Holyrood 2011: personality politics
As you drive through Alyth, it is the yellow flashes that catch your eye – daffodils, primroses and placards. This is John Swinney country. In the small towns between Perth and the Highland Line, his name is emblazoned on yellow SNP placards in windows and gardens and on roadsides.
It wasn’t always like this. Up to 1997, my home constituency was held by the Conservatives. But as the rest of the country was gripped by Blair-mania, up here in Perthshire, the people chose to send John to Westminster. At first, this was partly a tactical ‘boot out the Tories’ vote. But since then, the SNP have won with bigger and bigger margins – holding both Westminster and Holyrood seats for 14 years now.
“Honest John” is now Scotland’s finance minister. From 2000-04, he wasn’t a very successful leader of the SNP – too quiet, too calm, too dull. But as the steady manager steering Scotland over the last four years, he has managed to earn the respect of people across the political divide.
And here in Perthshire, people are proud to say he’s our boy. Everyone knows John, and he always remembers your name. In 1997, he drove the near mile up the bumpy track to our house to ask my parents for their votes, and he has greeted them like friends ever since.
The student union staff at Edinburgh remember him as a lovely young man, always charming, always polite. Whatever people’s politics, they can’t help but like the gentle man who we all know is really running the country while Alex Salmond bounces and bombasts from the front.
This personal popularity has seen John increase his majority in each of the last few elections. Even as the SNP vote dipped in 2003, John’s vote went up by 13%.
His leading opponent, Alyth man Murdo Fraser, is also a big beast in Scottish politics – deputy leader of the Scottish Tories. Top of the Tory list for the region, he is guaranteed to get back in. But he always contests the constituency too. Despite Murdo’s local links and high profile, and despite the decades that the Tories held this seat, John has dug his heals in. Murdo’s chances in the constituency are rapidly disappearing.
In fact, in last year’s Westminster election, John’s party colleague Pete Wishart used the personal popularity of incumbency to buck the national trend. It was mostly a bad year for the SNP and a good year for the Tories. But, in what was meant to be a key marginal, he thumped my old classmate Pete Lyburn by nearly 10%.
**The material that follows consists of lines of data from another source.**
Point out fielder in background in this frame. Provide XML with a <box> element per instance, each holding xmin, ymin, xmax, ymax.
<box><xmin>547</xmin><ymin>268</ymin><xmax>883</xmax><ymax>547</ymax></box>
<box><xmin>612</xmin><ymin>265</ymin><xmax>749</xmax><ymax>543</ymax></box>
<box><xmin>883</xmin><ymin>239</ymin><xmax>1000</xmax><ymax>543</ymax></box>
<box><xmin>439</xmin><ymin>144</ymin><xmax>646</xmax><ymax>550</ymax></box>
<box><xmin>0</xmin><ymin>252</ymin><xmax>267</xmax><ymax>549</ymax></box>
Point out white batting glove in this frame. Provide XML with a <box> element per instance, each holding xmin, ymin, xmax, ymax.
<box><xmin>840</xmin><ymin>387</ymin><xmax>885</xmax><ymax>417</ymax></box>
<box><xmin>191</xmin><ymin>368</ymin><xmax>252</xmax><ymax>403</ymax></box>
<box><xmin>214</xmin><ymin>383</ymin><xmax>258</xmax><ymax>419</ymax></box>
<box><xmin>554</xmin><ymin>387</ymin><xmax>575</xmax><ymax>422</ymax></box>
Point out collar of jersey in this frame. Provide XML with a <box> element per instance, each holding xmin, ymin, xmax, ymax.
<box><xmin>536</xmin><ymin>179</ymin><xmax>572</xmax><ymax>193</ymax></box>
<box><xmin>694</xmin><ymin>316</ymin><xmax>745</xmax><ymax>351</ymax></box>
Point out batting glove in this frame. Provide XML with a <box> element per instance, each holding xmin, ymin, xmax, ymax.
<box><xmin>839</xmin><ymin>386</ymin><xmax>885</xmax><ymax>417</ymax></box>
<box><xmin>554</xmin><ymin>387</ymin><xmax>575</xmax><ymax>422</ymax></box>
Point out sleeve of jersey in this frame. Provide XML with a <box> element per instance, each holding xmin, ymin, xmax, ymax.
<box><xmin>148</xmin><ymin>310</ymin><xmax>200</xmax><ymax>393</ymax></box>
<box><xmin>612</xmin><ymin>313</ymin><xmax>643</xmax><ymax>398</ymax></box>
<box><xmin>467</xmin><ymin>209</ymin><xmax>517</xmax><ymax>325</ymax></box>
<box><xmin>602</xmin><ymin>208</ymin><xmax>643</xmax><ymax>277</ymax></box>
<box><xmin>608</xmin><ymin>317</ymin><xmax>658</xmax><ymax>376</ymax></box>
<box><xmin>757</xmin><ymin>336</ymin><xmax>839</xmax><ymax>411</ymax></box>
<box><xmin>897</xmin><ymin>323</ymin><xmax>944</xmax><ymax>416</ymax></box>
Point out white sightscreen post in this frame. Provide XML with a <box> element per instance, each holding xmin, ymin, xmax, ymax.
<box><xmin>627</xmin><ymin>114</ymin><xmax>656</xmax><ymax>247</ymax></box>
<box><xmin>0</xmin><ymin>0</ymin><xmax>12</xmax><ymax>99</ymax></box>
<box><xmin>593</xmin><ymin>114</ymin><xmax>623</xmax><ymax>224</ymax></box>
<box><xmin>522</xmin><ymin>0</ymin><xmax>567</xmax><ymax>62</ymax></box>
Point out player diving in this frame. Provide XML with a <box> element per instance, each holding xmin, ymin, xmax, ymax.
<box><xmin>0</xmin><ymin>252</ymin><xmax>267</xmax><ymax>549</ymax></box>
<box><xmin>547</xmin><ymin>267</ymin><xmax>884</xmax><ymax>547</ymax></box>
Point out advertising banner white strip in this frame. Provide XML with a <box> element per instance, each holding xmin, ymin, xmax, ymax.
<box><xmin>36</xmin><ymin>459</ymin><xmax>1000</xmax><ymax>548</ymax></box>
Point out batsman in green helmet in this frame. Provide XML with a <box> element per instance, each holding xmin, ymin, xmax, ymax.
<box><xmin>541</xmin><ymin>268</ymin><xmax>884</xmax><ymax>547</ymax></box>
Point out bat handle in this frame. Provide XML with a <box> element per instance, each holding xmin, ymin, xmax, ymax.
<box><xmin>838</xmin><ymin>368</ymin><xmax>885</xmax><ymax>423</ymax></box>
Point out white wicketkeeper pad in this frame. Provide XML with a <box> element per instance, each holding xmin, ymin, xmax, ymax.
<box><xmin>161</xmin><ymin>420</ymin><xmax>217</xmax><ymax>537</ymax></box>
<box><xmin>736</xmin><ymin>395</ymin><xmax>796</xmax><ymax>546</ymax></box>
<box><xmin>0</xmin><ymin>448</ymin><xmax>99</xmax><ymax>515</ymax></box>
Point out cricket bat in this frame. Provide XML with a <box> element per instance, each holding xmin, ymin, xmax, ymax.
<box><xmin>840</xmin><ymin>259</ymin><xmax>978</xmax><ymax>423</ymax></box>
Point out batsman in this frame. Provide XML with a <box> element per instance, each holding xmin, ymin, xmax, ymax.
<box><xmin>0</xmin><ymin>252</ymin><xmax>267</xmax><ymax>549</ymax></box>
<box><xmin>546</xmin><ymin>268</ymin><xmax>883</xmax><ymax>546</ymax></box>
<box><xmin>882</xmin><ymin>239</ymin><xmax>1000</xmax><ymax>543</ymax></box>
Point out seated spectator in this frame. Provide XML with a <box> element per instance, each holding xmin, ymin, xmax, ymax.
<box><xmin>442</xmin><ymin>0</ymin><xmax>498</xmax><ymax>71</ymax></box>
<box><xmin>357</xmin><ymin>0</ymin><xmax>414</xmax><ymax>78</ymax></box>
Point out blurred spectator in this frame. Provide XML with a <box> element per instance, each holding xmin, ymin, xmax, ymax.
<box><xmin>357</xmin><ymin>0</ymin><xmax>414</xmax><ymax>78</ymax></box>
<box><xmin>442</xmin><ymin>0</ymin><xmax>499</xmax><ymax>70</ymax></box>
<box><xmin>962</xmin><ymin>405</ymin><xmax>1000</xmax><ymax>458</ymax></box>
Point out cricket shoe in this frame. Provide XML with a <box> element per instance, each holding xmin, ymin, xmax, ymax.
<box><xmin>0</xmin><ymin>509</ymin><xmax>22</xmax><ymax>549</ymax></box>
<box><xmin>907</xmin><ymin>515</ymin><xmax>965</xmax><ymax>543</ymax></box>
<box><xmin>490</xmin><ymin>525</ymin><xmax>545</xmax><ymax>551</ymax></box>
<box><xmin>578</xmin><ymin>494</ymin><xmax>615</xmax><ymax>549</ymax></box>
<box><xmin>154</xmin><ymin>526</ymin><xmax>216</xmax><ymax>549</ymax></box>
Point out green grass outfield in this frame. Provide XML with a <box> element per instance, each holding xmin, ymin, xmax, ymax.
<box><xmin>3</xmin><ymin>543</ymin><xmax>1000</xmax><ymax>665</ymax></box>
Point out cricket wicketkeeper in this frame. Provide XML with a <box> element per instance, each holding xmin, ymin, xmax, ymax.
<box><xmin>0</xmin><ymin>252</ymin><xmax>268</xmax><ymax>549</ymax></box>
Yesterday I was in Portobello. The Edinburgh East constituency it sits in is also a race between two big beasts. One of them, you might well have heard of. As Scottish Justice Secretary, Kenny MacAskill made global headlines when he announced the release of Abdelbaset Mohmed Ali al-Megrahi. But round Edinburgh, he may be better known for his rants about trams. The Labour candidate is a man you probably haven’t heard of unless you come from Edinburgh – the former city council leader, Ewan Aitken. But, in Edinburgh East, Ewan is possibly the bigger name. Before his popular stint as city council leader (they lost control on the same day as Labour were booted out of Holyrood, despite little anger at the council themselves) Ewan was a Church of Scotland minister in the constituency. In 2007, his party’s candidate was a former East Lothian councillor rumoured to be corrupt. This time, they have the man who ministered much of the seat, a city council leader who led anti-trident marches through Edinburgh as Tony Blair replaced the missiles, and who amidst the heat 2007 election, slammed his own party leader for proposing ‘instant asbos’: “If they’re introduced, we won’t be implementing them in Edinburgh”. Kenny MacAskill has a wafer thin majority. I would imagine Ewan Aitken has personally served communion to many more people than he needs to swing the vote.
I spent election night 2007 at the count in Perth. As the first results came in, one of the TV pundits announced that the swing to the SNP was small. If this was projected nationally, they told us, Alex Salmond would fail to win the Gordon constituency where he had audaciously decided to run. The weather hardened SNP canvassers laughed “Alex lose a seat in the North East? Never”. And of course they were right. Salmond secured a 19% swing and won the seat.
And of course, any hardened Scottish electioneer will always tell you the same. No seat maps the national swing. Every seat has its own personality, and its own personalities, its own issues and its own electorate. In a country where the biggest two parties both occupy the same lumbering centre ground, it is local factors, local candidates, and local party machines that determine who wins each seat. For all the buster in 2007, if 25 people in Cunninghame North had voted the other way, Jack McConnell would still be First Minister.
So, as Mark Ballard has already pointed out, ignore the media, ignore the polls and ignore the hype. No one has this election wrapped up. For every party, everything is still to play for.